1.what is webflux?
Spring WebFlux is an asynchronous non-blocking WEB framework that can make full use of the hardware resources of multi-core CPUs to handle a large number of concurrent requests. Spring MVC is built on the Servlet API and uses a synchronous blocking I/O model. That is, each request corresponds to a thread for processing.
2.The differents WebFlux and Spring MVC
WebFlux:
- Asynchronous non-blocking: WebFlux is based on the reactive programming model, supports non-blocking I/O, can fully utilize multi-core CPU resources, and has better performance in high-concurrency scenarios because it does not allocate independent threads for each request. , thus avoiding the overhead caused by thread context switching.
- Reactive programming: WebFlux uses the Mono and Flux types provided by Project Reactor (or RxJava as an alternative) to represent asynchronous sequences of potentially zero, one, or more events, allowing developers to write asynchronous data processing logic.
- No Servlet API required: Although it can run on a Servlet container, it does not directly rely on the Servlet API and can run on non-blocking servers (such as Netty, Undertow, etc.).
- Functional programming style: In addition to providing an annotation programming model similar to Spring MVC, WebFlux also supports a functional programming model, allowing more flexible routing configuration through RouterFunction and other methods.
Spring MVC:
- Synchronous blocking: Spring MVC is based on the traditional Servlet API, and each HTTP request is usually bound to a separate thread until the request is processed and the response is sent.
- Threading model: By default, in Spring MVC applications, each request will create or obtain a thread from the thread pool, and release it back to the thread pool after processing is completed. This mode may affect the concurrency capability of the system when the request processing complexity is high or the thread pool size is limited.

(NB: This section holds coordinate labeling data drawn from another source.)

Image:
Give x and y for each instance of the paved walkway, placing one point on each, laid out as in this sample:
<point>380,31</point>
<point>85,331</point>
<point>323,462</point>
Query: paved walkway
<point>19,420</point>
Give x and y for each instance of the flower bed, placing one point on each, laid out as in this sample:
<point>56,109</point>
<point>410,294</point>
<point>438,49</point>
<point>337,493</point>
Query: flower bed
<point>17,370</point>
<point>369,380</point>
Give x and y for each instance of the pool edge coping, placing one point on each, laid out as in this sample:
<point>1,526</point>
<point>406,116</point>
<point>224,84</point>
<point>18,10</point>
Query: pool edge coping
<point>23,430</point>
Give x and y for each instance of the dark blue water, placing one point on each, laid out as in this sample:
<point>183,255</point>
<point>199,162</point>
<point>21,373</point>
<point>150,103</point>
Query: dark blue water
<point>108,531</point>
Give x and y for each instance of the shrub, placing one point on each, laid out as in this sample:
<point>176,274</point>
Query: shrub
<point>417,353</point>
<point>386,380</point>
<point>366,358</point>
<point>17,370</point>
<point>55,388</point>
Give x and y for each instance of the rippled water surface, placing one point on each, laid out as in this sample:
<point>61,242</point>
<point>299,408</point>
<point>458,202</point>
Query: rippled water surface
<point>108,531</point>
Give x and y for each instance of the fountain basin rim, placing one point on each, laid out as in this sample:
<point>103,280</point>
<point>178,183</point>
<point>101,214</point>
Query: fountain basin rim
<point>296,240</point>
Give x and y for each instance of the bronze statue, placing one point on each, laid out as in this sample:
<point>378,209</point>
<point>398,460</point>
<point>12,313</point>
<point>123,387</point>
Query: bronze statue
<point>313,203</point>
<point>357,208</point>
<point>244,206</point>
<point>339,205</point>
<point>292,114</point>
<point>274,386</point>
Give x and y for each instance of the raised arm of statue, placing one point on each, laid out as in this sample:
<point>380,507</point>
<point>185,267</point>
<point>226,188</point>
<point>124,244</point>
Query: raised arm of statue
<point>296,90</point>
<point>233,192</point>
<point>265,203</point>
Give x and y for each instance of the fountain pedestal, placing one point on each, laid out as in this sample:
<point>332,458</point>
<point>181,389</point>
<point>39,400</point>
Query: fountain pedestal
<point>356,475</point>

- Depends on Servlet container: Spring MVC must be deployed and run in a container that supports Servlet API (such as Tomcat, Jetty, Undertow, Weblogic, etc.).
- API and programming model: Spring MVC mainly uses an annotation-driven approach to organize controllers and process request responses, such as through @Controller, @RequestMapping and other annotations.
performance
Being reactive and non-blocking doesn’t always make your application run faster, and building your code into a non-blocking execution mode itself comes with a small cost. However, in high-concurrency, low-computation, and I/O-intensive applications such as WEB applications, responsiveness and non-blocking can often be of value. Compared with the Servlet model used by SpringMVC, increasing the number of threads used by the Servlet container to process requests can alleviate this problem, but adding threads has a cost. By default, the JVM will allocate a thread stack of 1M when creating a new thread, so it is more More threads means more memory is needed; more threads will bring more thread context switching costs.
3.Code Project
experiment pupose:use webflux to write code
add dependency
<!-- WebFlux -->
<dependency>
<groupId>org.springframework.boot</groupId>
<artifactId>spring-boot-starter-webflux</artifactId>
</dependency>controller
method 1: springmvc annotation
package com.et.webflux;
import lombok.extern.slf4j.Slf4j;
import org.springframework.web.bind.annotation.GetMapping;
import org.springframework.web.bind.annotation.RequestMapping;
import org.springframework.web.bind.annotation.RestController;
import reactor.core.publisher.Flux;
import reactor.core.publisher.Mono;
import javax.annotation.Resource;
@Slf4j
@RestController
@RequestMapping("/demo")
public class DemoController {
@Resource
private DemoService demoService;
@GetMapping("/monoTest")
public Mono<Object> monoTest() {
// method one
// String data = getOneResult("monoTest()");
// return Mono.just(data);
// method two
return Mono.create(cityMonoSink -> {
String data = demoService.getOneResult("monoTest()");
cityMonoSink.success(data);
});
}
@GetMapping("/fluxTest")
public Flux<Object> fluxTest() {
// method one
// List<String> list = getMultiResult("fluxTest()");
// return Flux.fromIterable(list);
// method two
return Flux.fromIterable(demoService.getMultiResult("fluxTest()"));
}
}method 2: Java 8 Lambda functional programming
@Bean
public RouterFunction<ServerResponse> routes() {
// belove such as @RequestMapping
return RouterFunctions.route(POST("/addUser"), handler::addUser)
.andRoute(GET("/userList"), handler::userList)
.andRoute(GET("/findUserById/{id}"), handler::findUserById);
}service
package com.et.webflux;
import java.util.List;
public interface DemoService {
String getOneResult(String methodName);
List<String> getMultiResult(String methodName);
User addUser(User user);
List<User> findAllUser();
User findUserById(Long id);
}package com.et.webflux;
import org.springframework.stereotype.Service;
import java.util.ArrayList;
import java.util.List;
@Service
public class DemoServiceImpl implements DemoService {
@Override
public String getOneResult(String methodName) {
return String.format("%s invoker success", methodName);
}
@Override
public List<String> getMultiResult(String methodName) {
List<String> list = new ArrayList<>(3);
for (int i = 0; i < 3; i++) {
list.add(String.format("%s invoker success, %d ", methodName, i + 1));
}
return list;
}
@Override
public User addUser(User user) {
user.setId(1L);
return user;
}
@Override
public List<User> findAllUser() {
List<User> list = new ArrayList<>();
for (int i = 0; i < 3; i++) {
int no = i + 1;
list.add(new User((long) no, "USER_" + no, "PWD_" + no, 18 + no));
}
return list;
}
@Override
public User findUserById(Long id) {
return new User(id, "USER_" + id, "PWD_" + id, 18);
}
}above it just some key codes,for all codes ,you can see code reponsitory below.
Code Reponsible
4.Test
- start springboot application
- input http://localhost:8088/demo/fluxTest on the browser
- input http://localhost:8088/demo/monoTest on the browser